Preserving Food ~ Big Batch Blueberry Freezing

Awe blueberries. The season for blueberries feels so short to me. I love them so much. My kids and I wait and wait for local blueberries to be ripe and then it seems like our entire world revolves around them. This year I got 30 lbs and will be getting another 10lbs next week. Yes, we really eat that many. I had to look back on my pictures to see if I actually got that many last year, and I did. They have been gone for about a month now.

Blueberry freezing is really easy. The main thing you need is space and a really clean sink:

Fill the sink with cold water, and dump about 10lbs of blueberries in it. With the wonderful nature of blueberries, most of them will sink to the bottom. And on the top, you have all the stuff you wouldn't want in your blueberry bags:

With running water in the other sink, I just take my hands and carefully sift out all of those little flower heads, the few rotten berries (if you get them from close by you and in season, you will have way less of the rotting berries.), and the few leaves.

I am slow and meticulous at it.
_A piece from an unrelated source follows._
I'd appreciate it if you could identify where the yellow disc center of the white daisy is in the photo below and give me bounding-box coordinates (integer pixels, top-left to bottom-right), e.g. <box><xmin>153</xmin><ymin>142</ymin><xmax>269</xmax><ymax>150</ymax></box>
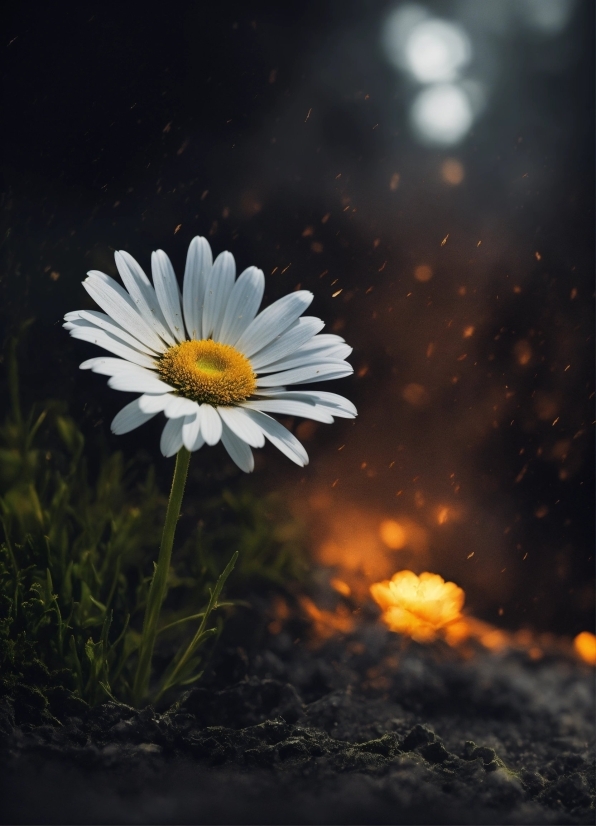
<box><xmin>158</xmin><ymin>339</ymin><xmax>257</xmax><ymax>406</ymax></box>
We mostly eat them strait out of the bags, so I feel the need to be really careful with what I let into the bags.

Then I put the blueberries, handful by handful into a large zip lock baggie. Once again, I keep my eye out for any dried flowers, or mushy berries that may have gotten past me when I was elbow deep in the water.
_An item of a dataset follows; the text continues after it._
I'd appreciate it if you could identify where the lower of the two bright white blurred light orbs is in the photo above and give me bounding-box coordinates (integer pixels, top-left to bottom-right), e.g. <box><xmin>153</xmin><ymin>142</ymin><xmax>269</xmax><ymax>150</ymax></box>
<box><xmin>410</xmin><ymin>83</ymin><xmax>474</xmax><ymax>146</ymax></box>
After I have half filled a bag, I pick it up and close it 90% of the way. Keeping that last little bit open, I pour the excess water back into the sink. I shuffle the berries around and pour again. As soon as no water comes out of the bag, I lay it flat, push all the air gently out of the bag (without squishing the berries) and close it the rest of the way.

Small batch preserving can be even easier than that!

If you have 10 lbs or less, drop a bunch of them into your salad spinner. Add water and follow the steps above, but in the spinner. Then use it as a colander and dump the water out of the spinner bowl. Spin for a few seconds to get off the rest of the water, and pour into bags. It's that simple!

And look what we got from our tomato experiment yesterday. Our very first ripe (not cherry) tomato!